Те, кто уцелел из бригады, которую посекло обвалом, идти отказались; к штольне приехал Второй дед. Все думали, что он будет угрожать расстрелом, и гадали, какая погибель — от пули или от камня — пересилит другую. У штольни собрались и знатоки смертного дела, и те, кто под смертью ходил; и для тех, и для других она была единственным, по сути, событием здешних мест, здешнего перевернутого мира, где жизнь становилась предельно однообразной, а смерть — чрезвычайно разноликой. Жизнь съеживалась, а смерть, наоборот, умножалась, учащалась, как учащается биение пульса. Она и была пульсом этого мира, где предметы начинали проводить смерть, как проволока проводит ток: теплая шапка становилась шапкой-за-которую-могут-убить, а лом и лопата превращались в инструмент-который-убивает. Жизнь тела ускорялась, отпущенные человеку десятилетия миновали за годы; но внутренней жизни это ускорение не касалось, и в преждевременной старости люди вырождались: немощь требует особых сил — сил существовать в немощи, в стариковстве, а эти силы не созидаются столь же быстро, сколь быстро истощается человек в тяжком труде.

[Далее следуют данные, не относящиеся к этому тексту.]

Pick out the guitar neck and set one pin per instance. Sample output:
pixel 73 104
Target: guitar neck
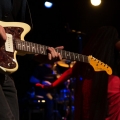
pixel 34 48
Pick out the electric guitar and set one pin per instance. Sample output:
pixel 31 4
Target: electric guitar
pixel 16 45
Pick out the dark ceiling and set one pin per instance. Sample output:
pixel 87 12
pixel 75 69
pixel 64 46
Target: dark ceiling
pixel 49 24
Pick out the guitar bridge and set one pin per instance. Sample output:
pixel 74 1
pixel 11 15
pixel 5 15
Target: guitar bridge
pixel 9 43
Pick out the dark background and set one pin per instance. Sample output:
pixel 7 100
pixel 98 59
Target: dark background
pixel 52 27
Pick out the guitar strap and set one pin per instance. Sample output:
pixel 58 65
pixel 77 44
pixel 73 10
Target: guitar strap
pixel 21 11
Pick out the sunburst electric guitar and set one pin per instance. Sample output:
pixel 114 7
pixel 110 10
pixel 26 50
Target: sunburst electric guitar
pixel 15 44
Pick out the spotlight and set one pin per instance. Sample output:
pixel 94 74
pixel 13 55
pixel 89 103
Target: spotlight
pixel 48 4
pixel 95 2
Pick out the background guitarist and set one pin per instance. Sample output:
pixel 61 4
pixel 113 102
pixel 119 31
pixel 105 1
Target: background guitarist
pixel 13 10
pixel 97 94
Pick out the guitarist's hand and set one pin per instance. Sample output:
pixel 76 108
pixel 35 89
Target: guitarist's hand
pixel 52 57
pixel 3 36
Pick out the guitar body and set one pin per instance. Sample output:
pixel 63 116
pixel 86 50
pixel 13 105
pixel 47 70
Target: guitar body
pixel 15 44
pixel 8 61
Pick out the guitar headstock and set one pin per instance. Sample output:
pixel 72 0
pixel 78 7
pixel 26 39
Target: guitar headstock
pixel 98 65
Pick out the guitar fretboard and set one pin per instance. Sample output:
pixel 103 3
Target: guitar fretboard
pixel 34 48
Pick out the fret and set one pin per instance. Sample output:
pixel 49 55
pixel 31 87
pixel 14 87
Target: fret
pixel 37 50
pixel 82 58
pixel 28 46
pixel 42 49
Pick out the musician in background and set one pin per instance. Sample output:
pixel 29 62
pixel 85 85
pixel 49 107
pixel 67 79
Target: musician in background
pixel 45 74
pixel 97 94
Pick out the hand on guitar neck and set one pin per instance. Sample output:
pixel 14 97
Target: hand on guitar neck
pixel 52 56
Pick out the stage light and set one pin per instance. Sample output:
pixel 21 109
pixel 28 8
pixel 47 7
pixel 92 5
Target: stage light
pixel 95 2
pixel 48 4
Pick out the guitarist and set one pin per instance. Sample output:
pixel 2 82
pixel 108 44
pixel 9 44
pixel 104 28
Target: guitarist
pixel 97 95
pixel 13 11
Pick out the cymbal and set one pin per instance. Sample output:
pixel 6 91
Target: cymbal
pixel 66 63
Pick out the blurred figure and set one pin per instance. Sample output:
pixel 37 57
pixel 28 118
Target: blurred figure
pixel 97 94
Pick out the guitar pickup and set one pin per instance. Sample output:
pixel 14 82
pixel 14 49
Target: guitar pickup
pixel 9 43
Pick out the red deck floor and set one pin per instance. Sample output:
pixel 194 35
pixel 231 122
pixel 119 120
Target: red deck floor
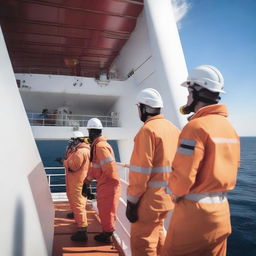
pixel 63 228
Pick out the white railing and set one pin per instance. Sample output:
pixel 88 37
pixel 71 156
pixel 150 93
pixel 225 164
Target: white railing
pixel 39 119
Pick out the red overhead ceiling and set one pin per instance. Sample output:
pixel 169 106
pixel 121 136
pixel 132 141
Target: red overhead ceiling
pixel 66 37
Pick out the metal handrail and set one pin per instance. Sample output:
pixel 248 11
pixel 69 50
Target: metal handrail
pixel 40 119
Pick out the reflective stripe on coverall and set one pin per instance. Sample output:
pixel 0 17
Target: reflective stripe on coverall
pixel 154 148
pixel 78 162
pixel 104 170
pixel 206 162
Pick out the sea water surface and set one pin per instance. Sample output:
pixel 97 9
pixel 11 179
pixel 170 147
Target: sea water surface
pixel 242 199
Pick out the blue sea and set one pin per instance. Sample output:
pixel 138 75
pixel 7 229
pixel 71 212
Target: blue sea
pixel 242 199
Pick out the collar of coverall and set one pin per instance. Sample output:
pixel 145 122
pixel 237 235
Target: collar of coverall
pixel 83 145
pixel 160 116
pixel 217 109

Но Второй дед не послал уцелевших горняков в штольню; он стоял у темного зева, откуда даже в жаркий день тянет хладной сыростью, вдыхая минеральный запах раздробленных сланцев, смешавшийся с вонью взрывчатки; в штольне по всем трещинам текла вода, иногда рушились глыбы со свода, и казалось, что под землей смутно движется тягостный, дремучий разум горы; он не мстил, не угрожал — он просто ворочался, не в силах осознать себя самое. Рост кристаллов, движения пород измеряются таким числом лет, что камень не заметит человеческих событий; а мы, спускаясь под землю, входим в спрессованные эпохи, оказываемся в прошлом столь отдаленном, что вся длительность нашей жизни «схлопывается» до нуля.